Shown are cartoons of the organ of Corti (A) and its contained outer hair cells. TM, tectorial membrane; BM Basilar membrane; IHC, inner hair cell; OHC Outer hair cell. (B) A model of an outer hair cell in which prestin is shown lining its lateral wall (green). (C–G) The figure shows serial X-Y sections of mouse outer hair cells labeled with an anti-prestin antibody and then visualized using a Leica gated STED microscope. The sections start at the apical end (left) and end at the basal end (right). There is an uniform labeling of prestin along the lateral wall of the cell (middle three panels). Prestin labeling at the apical end of the cell tapers (C). Similarly, there is a patchy clustering of prestin at the basal pole of the cell (G).

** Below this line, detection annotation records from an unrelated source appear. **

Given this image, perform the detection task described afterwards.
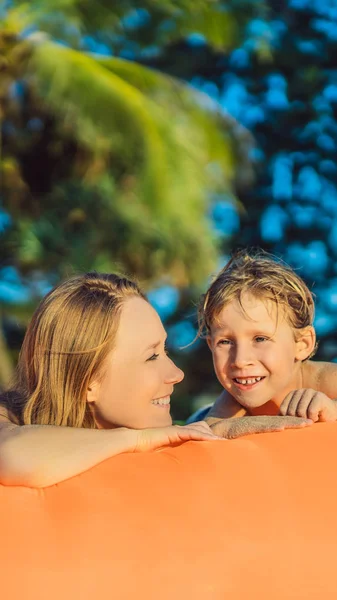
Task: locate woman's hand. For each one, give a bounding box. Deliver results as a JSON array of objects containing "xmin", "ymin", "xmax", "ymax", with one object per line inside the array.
[
  {"xmin": 130, "ymin": 421, "xmax": 222, "ymax": 452},
  {"xmin": 280, "ymin": 389, "xmax": 337, "ymax": 422},
  {"xmin": 206, "ymin": 416, "xmax": 312, "ymax": 440}
]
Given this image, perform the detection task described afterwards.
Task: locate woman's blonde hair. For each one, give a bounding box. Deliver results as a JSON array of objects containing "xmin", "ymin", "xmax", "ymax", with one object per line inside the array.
[
  {"xmin": 7, "ymin": 272, "xmax": 145, "ymax": 428},
  {"xmin": 198, "ymin": 250, "xmax": 314, "ymax": 346}
]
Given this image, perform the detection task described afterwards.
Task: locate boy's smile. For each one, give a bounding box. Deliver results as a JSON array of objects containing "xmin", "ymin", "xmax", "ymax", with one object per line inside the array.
[{"xmin": 208, "ymin": 293, "xmax": 310, "ymax": 409}]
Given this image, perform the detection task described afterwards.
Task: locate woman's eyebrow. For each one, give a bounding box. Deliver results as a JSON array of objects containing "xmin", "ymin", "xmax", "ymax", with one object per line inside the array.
[{"xmin": 144, "ymin": 335, "xmax": 167, "ymax": 352}]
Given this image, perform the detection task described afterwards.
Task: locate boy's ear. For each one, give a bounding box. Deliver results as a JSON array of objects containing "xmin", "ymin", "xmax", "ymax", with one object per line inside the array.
[
  {"xmin": 206, "ymin": 335, "xmax": 213, "ymax": 352},
  {"xmin": 295, "ymin": 325, "xmax": 316, "ymax": 360}
]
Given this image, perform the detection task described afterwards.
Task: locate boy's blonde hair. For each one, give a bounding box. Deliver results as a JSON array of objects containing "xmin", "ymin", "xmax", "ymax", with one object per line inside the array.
[
  {"xmin": 5, "ymin": 273, "xmax": 145, "ymax": 428},
  {"xmin": 198, "ymin": 250, "xmax": 315, "ymax": 346}
]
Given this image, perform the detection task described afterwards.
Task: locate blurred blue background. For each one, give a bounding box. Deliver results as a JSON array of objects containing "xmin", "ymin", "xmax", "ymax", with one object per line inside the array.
[{"xmin": 0, "ymin": 0, "xmax": 337, "ymax": 419}]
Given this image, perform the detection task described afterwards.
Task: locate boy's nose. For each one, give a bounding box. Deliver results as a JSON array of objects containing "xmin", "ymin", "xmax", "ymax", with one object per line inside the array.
[{"xmin": 231, "ymin": 346, "xmax": 254, "ymax": 369}]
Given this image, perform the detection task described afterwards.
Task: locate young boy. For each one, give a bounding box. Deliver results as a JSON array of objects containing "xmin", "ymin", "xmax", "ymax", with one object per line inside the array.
[{"xmin": 189, "ymin": 251, "xmax": 337, "ymax": 425}]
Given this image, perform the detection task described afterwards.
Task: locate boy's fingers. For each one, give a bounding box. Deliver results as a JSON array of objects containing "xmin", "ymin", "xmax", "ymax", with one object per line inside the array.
[
  {"xmin": 296, "ymin": 390, "xmax": 312, "ymax": 417},
  {"xmin": 307, "ymin": 394, "xmax": 321, "ymax": 423},
  {"xmin": 280, "ymin": 392, "xmax": 294, "ymax": 416},
  {"xmin": 286, "ymin": 390, "xmax": 305, "ymax": 417}
]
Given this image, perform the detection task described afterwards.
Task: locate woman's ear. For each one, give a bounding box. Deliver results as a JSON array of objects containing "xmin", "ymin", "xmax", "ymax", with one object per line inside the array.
[
  {"xmin": 87, "ymin": 381, "xmax": 100, "ymax": 404},
  {"xmin": 295, "ymin": 325, "xmax": 316, "ymax": 361}
]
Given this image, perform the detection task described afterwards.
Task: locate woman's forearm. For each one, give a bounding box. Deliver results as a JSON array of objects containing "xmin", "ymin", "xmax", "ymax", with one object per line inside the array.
[{"xmin": 0, "ymin": 425, "xmax": 137, "ymax": 487}]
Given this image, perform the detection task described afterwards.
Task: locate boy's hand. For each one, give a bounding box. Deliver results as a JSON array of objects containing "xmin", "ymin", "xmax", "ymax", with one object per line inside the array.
[
  {"xmin": 280, "ymin": 389, "xmax": 337, "ymax": 422},
  {"xmin": 206, "ymin": 416, "xmax": 312, "ymax": 440}
]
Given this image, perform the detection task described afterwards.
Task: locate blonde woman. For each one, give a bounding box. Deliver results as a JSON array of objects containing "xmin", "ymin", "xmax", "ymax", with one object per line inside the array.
[{"xmin": 0, "ymin": 273, "xmax": 308, "ymax": 487}]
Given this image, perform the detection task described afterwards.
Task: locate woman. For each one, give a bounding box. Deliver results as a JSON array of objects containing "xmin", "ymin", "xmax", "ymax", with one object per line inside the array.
[{"xmin": 0, "ymin": 273, "xmax": 306, "ymax": 487}]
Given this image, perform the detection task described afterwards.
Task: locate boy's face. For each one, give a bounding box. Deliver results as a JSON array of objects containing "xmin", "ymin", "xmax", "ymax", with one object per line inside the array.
[{"xmin": 208, "ymin": 293, "xmax": 315, "ymax": 409}]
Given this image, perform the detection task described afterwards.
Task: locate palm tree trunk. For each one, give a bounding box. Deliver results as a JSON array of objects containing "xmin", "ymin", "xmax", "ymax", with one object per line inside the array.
[{"xmin": 0, "ymin": 324, "xmax": 14, "ymax": 390}]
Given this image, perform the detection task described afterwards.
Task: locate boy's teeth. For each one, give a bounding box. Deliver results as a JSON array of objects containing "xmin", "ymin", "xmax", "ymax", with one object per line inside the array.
[
  {"xmin": 152, "ymin": 396, "xmax": 170, "ymax": 406},
  {"xmin": 235, "ymin": 377, "xmax": 262, "ymax": 385}
]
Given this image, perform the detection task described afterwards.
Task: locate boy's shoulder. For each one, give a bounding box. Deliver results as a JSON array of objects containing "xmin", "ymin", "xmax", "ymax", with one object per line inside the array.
[{"xmin": 303, "ymin": 360, "xmax": 337, "ymax": 399}]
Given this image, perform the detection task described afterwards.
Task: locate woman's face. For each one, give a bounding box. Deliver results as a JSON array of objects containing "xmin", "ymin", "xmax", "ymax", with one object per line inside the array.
[{"xmin": 87, "ymin": 297, "xmax": 184, "ymax": 429}]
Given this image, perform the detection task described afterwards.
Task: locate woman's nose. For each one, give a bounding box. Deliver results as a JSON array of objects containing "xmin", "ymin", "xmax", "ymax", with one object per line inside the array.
[{"xmin": 166, "ymin": 358, "xmax": 185, "ymax": 384}]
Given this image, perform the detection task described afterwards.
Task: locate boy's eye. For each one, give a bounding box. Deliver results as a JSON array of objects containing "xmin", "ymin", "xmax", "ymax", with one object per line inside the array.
[
  {"xmin": 218, "ymin": 340, "xmax": 232, "ymax": 346},
  {"xmin": 146, "ymin": 353, "xmax": 159, "ymax": 362}
]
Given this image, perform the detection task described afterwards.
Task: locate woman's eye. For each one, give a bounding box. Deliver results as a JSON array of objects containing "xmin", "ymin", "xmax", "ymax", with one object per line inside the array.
[
  {"xmin": 146, "ymin": 353, "xmax": 159, "ymax": 362},
  {"xmin": 218, "ymin": 340, "xmax": 232, "ymax": 346}
]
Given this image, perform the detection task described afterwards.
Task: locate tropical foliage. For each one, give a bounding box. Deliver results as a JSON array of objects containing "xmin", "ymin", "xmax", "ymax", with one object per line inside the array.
[{"xmin": 0, "ymin": 0, "xmax": 261, "ymax": 386}]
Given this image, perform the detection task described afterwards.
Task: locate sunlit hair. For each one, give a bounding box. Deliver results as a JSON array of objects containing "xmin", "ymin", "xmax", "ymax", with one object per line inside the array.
[
  {"xmin": 198, "ymin": 250, "xmax": 315, "ymax": 356},
  {"xmin": 8, "ymin": 273, "xmax": 145, "ymax": 428}
]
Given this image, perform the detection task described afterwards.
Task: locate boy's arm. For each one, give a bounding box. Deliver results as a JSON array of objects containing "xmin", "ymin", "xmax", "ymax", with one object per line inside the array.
[
  {"xmin": 316, "ymin": 362, "xmax": 337, "ymax": 400},
  {"xmin": 205, "ymin": 390, "xmax": 248, "ymax": 425}
]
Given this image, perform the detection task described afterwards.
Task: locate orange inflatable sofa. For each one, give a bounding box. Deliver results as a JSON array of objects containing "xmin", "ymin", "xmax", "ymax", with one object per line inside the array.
[{"xmin": 0, "ymin": 423, "xmax": 337, "ymax": 600}]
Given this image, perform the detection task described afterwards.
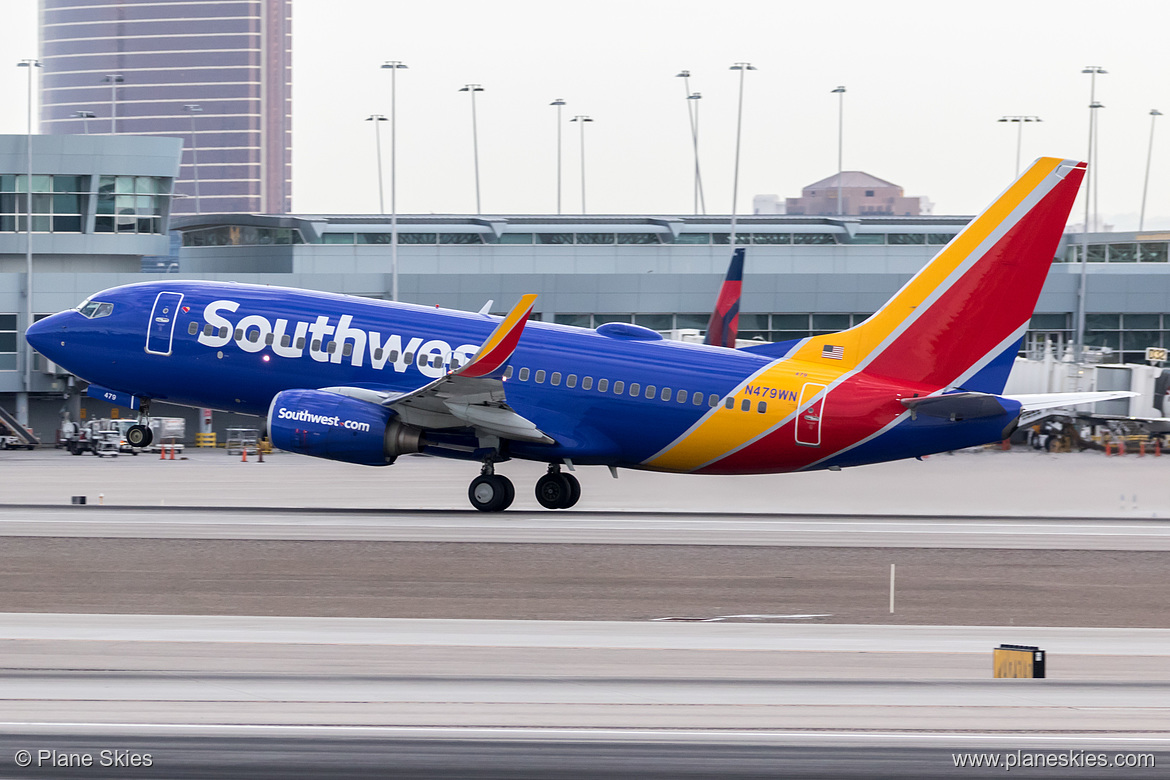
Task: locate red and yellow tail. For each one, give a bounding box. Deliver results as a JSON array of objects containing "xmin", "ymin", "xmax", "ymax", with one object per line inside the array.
[
  {"xmin": 644, "ymin": 158, "xmax": 1085, "ymax": 472},
  {"xmin": 791, "ymin": 157, "xmax": 1085, "ymax": 393}
]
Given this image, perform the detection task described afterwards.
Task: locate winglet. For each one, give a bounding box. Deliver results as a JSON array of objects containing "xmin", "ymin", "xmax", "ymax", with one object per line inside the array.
[{"xmin": 452, "ymin": 294, "xmax": 536, "ymax": 377}]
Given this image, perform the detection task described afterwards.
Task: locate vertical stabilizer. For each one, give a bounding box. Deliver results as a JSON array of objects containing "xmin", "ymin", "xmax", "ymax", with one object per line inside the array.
[
  {"xmin": 703, "ymin": 247, "xmax": 744, "ymax": 350},
  {"xmin": 794, "ymin": 158, "xmax": 1085, "ymax": 393}
]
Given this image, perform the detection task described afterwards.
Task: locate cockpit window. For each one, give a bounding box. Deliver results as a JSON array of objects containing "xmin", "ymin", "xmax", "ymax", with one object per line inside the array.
[{"xmin": 77, "ymin": 301, "xmax": 113, "ymax": 319}]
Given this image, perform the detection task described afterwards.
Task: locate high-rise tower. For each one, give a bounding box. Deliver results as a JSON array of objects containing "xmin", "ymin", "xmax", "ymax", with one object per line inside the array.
[{"xmin": 40, "ymin": 0, "xmax": 293, "ymax": 214}]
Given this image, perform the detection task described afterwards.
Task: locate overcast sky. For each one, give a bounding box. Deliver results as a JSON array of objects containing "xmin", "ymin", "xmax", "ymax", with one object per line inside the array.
[{"xmin": 0, "ymin": 0, "xmax": 1170, "ymax": 229}]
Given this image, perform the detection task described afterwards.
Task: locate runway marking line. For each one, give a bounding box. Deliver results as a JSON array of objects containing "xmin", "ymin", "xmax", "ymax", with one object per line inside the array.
[{"xmin": 0, "ymin": 720, "xmax": 1170, "ymax": 744}]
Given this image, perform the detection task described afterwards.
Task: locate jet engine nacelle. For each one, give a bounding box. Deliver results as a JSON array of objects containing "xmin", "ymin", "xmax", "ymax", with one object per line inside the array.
[{"xmin": 268, "ymin": 389, "xmax": 425, "ymax": 465}]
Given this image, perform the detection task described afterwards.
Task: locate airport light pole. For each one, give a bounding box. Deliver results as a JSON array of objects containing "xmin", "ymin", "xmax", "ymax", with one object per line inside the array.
[
  {"xmin": 549, "ymin": 97, "xmax": 565, "ymax": 214},
  {"xmin": 366, "ymin": 113, "xmax": 387, "ymax": 214},
  {"xmin": 183, "ymin": 103, "xmax": 204, "ymax": 214},
  {"xmin": 570, "ymin": 115, "xmax": 593, "ymax": 214},
  {"xmin": 1076, "ymin": 65, "xmax": 1109, "ymax": 363},
  {"xmin": 728, "ymin": 62, "xmax": 756, "ymax": 248},
  {"xmin": 831, "ymin": 87, "xmax": 845, "ymax": 216},
  {"xmin": 16, "ymin": 60, "xmax": 41, "ymax": 427},
  {"xmin": 74, "ymin": 111, "xmax": 97, "ymax": 136},
  {"xmin": 459, "ymin": 84, "xmax": 483, "ymax": 214},
  {"xmin": 1137, "ymin": 109, "xmax": 1162, "ymax": 232},
  {"xmin": 998, "ymin": 116, "xmax": 1042, "ymax": 177},
  {"xmin": 675, "ymin": 70, "xmax": 707, "ymax": 214},
  {"xmin": 102, "ymin": 74, "xmax": 125, "ymax": 134},
  {"xmin": 378, "ymin": 60, "xmax": 406, "ymax": 301},
  {"xmin": 687, "ymin": 92, "xmax": 707, "ymax": 214}
]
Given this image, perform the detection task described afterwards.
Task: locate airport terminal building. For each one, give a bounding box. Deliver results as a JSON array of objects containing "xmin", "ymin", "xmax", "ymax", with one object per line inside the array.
[{"xmin": 0, "ymin": 136, "xmax": 1170, "ymax": 441}]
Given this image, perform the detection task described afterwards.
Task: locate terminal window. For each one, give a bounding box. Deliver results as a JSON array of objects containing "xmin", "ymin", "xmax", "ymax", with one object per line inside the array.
[
  {"xmin": 0, "ymin": 174, "xmax": 90, "ymax": 233},
  {"xmin": 0, "ymin": 315, "xmax": 16, "ymax": 371},
  {"xmin": 94, "ymin": 177, "xmax": 171, "ymax": 233}
]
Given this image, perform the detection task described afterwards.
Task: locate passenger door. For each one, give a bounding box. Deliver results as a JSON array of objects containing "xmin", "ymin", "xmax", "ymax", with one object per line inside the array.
[
  {"xmin": 146, "ymin": 292, "xmax": 183, "ymax": 354},
  {"xmin": 796, "ymin": 382, "xmax": 825, "ymax": 447}
]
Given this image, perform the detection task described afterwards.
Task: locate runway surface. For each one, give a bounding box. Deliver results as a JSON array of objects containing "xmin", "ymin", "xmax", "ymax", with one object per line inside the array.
[
  {"xmin": 0, "ymin": 614, "xmax": 1170, "ymax": 778},
  {"xmin": 0, "ymin": 449, "xmax": 1170, "ymax": 519},
  {"xmin": 0, "ymin": 537, "xmax": 1170, "ymax": 628},
  {"xmin": 0, "ymin": 504, "xmax": 1170, "ymax": 551},
  {"xmin": 0, "ymin": 450, "xmax": 1170, "ymax": 779}
]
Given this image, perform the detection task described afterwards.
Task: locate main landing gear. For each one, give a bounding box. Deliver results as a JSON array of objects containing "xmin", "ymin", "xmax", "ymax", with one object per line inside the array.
[
  {"xmin": 536, "ymin": 463, "xmax": 581, "ymax": 509},
  {"xmin": 467, "ymin": 461, "xmax": 581, "ymax": 512},
  {"xmin": 467, "ymin": 461, "xmax": 516, "ymax": 512}
]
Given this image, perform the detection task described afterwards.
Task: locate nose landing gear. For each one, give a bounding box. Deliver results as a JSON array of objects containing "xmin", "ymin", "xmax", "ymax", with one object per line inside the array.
[
  {"xmin": 467, "ymin": 461, "xmax": 516, "ymax": 512},
  {"xmin": 126, "ymin": 398, "xmax": 154, "ymax": 455},
  {"xmin": 536, "ymin": 463, "xmax": 581, "ymax": 509},
  {"xmin": 126, "ymin": 422, "xmax": 154, "ymax": 455}
]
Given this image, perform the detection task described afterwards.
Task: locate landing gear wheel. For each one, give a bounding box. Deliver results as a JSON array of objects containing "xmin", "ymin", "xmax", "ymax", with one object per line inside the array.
[
  {"xmin": 536, "ymin": 471, "xmax": 581, "ymax": 509},
  {"xmin": 560, "ymin": 474, "xmax": 581, "ymax": 509},
  {"xmin": 467, "ymin": 474, "xmax": 516, "ymax": 512},
  {"xmin": 126, "ymin": 423, "xmax": 154, "ymax": 448}
]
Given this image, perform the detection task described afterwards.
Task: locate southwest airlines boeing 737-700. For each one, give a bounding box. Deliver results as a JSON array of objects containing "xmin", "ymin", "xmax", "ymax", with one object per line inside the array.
[{"xmin": 28, "ymin": 158, "xmax": 1116, "ymax": 511}]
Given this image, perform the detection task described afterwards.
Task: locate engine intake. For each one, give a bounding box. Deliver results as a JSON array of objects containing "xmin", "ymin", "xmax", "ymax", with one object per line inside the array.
[{"xmin": 268, "ymin": 389, "xmax": 426, "ymax": 465}]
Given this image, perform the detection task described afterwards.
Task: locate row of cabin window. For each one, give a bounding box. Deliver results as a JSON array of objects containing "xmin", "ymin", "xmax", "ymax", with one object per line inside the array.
[
  {"xmin": 187, "ymin": 323, "xmax": 449, "ymax": 368},
  {"xmin": 504, "ymin": 366, "xmax": 768, "ymax": 414}
]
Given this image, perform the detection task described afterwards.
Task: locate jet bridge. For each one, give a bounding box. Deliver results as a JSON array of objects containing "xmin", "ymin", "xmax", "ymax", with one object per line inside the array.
[{"xmin": 0, "ymin": 406, "xmax": 41, "ymax": 449}]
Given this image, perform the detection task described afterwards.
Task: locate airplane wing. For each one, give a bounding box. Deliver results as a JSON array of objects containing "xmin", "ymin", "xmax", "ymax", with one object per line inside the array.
[{"xmin": 321, "ymin": 295, "xmax": 555, "ymax": 444}]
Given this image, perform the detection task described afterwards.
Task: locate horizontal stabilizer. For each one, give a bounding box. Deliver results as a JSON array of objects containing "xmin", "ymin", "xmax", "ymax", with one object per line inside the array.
[
  {"xmin": 901, "ymin": 393, "xmax": 1007, "ymax": 420},
  {"xmin": 1004, "ymin": 391, "xmax": 1137, "ymax": 412}
]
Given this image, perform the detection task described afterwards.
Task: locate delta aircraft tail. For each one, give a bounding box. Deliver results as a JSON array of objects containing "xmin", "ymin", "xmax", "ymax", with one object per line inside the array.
[{"xmin": 703, "ymin": 247, "xmax": 743, "ymax": 350}]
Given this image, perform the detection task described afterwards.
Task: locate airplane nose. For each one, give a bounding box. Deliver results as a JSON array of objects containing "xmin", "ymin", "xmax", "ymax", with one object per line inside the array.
[{"xmin": 25, "ymin": 311, "xmax": 70, "ymax": 357}]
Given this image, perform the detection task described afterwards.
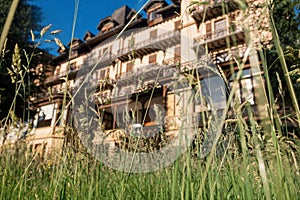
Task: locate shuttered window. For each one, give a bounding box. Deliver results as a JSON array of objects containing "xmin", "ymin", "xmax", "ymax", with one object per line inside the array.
[{"xmin": 149, "ymin": 54, "xmax": 156, "ymax": 64}]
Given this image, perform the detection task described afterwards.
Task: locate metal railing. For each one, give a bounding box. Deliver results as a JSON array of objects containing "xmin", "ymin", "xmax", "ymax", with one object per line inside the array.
[
  {"xmin": 194, "ymin": 26, "xmax": 243, "ymax": 45},
  {"xmin": 193, "ymin": 0, "xmax": 237, "ymax": 12},
  {"xmin": 118, "ymin": 30, "xmax": 180, "ymax": 55}
]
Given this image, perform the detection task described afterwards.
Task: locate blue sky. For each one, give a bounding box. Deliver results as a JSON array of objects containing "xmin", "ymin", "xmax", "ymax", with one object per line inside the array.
[{"xmin": 32, "ymin": 0, "xmax": 170, "ymax": 55}]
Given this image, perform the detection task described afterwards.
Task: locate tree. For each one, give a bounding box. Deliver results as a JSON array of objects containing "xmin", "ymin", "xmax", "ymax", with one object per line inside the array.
[
  {"xmin": 0, "ymin": 0, "xmax": 42, "ymax": 120},
  {"xmin": 267, "ymin": 0, "xmax": 300, "ymax": 108}
]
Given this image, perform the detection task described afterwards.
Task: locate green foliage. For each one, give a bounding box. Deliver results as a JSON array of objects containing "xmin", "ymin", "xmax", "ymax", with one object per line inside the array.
[
  {"xmin": 266, "ymin": 0, "xmax": 300, "ymax": 105},
  {"xmin": 0, "ymin": 0, "xmax": 44, "ymax": 120}
]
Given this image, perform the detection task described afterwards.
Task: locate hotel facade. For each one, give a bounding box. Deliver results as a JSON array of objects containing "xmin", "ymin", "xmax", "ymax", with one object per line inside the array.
[{"xmin": 8, "ymin": 0, "xmax": 272, "ymax": 152}]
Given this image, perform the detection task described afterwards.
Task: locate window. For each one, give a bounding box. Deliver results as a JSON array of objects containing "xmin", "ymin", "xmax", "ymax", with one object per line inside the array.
[
  {"xmin": 214, "ymin": 19, "xmax": 227, "ymax": 37},
  {"xmin": 126, "ymin": 61, "xmax": 133, "ymax": 72},
  {"xmin": 148, "ymin": 10, "xmax": 162, "ymax": 21},
  {"xmin": 150, "ymin": 30, "xmax": 157, "ymax": 40},
  {"xmin": 174, "ymin": 46, "xmax": 181, "ymax": 64},
  {"xmin": 205, "ymin": 22, "xmax": 212, "ymax": 39},
  {"xmin": 34, "ymin": 104, "xmax": 54, "ymax": 127},
  {"xmin": 174, "ymin": 20, "xmax": 181, "ymax": 30},
  {"xmin": 149, "ymin": 54, "xmax": 156, "ymax": 64},
  {"xmin": 100, "ymin": 69, "xmax": 105, "ymax": 80},
  {"xmin": 70, "ymin": 62, "xmax": 76, "ymax": 72},
  {"xmin": 101, "ymin": 22, "xmax": 114, "ymax": 33}
]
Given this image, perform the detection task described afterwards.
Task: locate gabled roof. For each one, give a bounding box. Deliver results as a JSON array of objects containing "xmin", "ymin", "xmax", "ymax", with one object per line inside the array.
[
  {"xmin": 144, "ymin": 0, "xmax": 168, "ymax": 12},
  {"xmin": 83, "ymin": 31, "xmax": 95, "ymax": 41},
  {"xmin": 97, "ymin": 16, "xmax": 119, "ymax": 31},
  {"xmin": 68, "ymin": 38, "xmax": 82, "ymax": 47},
  {"xmin": 97, "ymin": 5, "xmax": 142, "ymax": 30}
]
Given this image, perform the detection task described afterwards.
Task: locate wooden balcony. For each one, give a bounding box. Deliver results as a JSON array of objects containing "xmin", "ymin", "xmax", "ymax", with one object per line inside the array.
[
  {"xmin": 112, "ymin": 63, "xmax": 179, "ymax": 97},
  {"xmin": 45, "ymin": 68, "xmax": 79, "ymax": 85},
  {"xmin": 194, "ymin": 27, "xmax": 245, "ymax": 51},
  {"xmin": 118, "ymin": 30, "xmax": 180, "ymax": 62},
  {"xmin": 190, "ymin": 0, "xmax": 238, "ymax": 23}
]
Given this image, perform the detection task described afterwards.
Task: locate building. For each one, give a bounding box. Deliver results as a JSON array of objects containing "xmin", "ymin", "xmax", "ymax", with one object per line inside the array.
[{"xmin": 26, "ymin": 0, "xmax": 271, "ymax": 155}]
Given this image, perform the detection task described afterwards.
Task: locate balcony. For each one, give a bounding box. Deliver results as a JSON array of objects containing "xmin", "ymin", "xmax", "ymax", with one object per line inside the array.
[
  {"xmin": 190, "ymin": 0, "xmax": 238, "ymax": 22},
  {"xmin": 94, "ymin": 90, "xmax": 111, "ymax": 104},
  {"xmin": 194, "ymin": 27, "xmax": 245, "ymax": 51},
  {"xmin": 118, "ymin": 30, "xmax": 180, "ymax": 62},
  {"xmin": 94, "ymin": 52, "xmax": 117, "ymax": 68},
  {"xmin": 112, "ymin": 63, "xmax": 179, "ymax": 97},
  {"xmin": 45, "ymin": 68, "xmax": 79, "ymax": 85}
]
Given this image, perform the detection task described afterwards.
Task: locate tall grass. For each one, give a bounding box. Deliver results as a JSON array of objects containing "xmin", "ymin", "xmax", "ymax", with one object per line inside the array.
[{"xmin": 0, "ymin": 0, "xmax": 300, "ymax": 199}]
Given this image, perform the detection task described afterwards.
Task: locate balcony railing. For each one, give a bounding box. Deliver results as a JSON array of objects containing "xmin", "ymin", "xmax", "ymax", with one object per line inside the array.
[
  {"xmin": 118, "ymin": 30, "xmax": 180, "ymax": 59},
  {"xmin": 46, "ymin": 68, "xmax": 79, "ymax": 84},
  {"xmin": 191, "ymin": 0, "xmax": 238, "ymax": 22},
  {"xmin": 113, "ymin": 64, "xmax": 179, "ymax": 97},
  {"xmin": 194, "ymin": 27, "xmax": 245, "ymax": 49}
]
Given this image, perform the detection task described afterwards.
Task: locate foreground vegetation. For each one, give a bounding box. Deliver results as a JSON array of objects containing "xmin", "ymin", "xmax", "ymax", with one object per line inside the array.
[{"xmin": 0, "ymin": 129, "xmax": 300, "ymax": 199}]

Mouse outer hair cells immunostained with antibodies to the basolateral markers β-catenin (H) and Na/K ATPase (I), and demonstrates the localization of these proteins (blue) along the lateral wall of the cell. The cells were counterstained with phalloidin Alexa 546 (red), which shows the presence of the sub cortical lattice of actin along the lateral wall of the cell. (J) The AP1µ1B subunit (green) is present in outer hair cells evidenced by antibody labeling of these cells. The figure shows co labeling of these cells with Na/K ATPase (red). Scale bar is 10 microns. These experiments were repeated five times.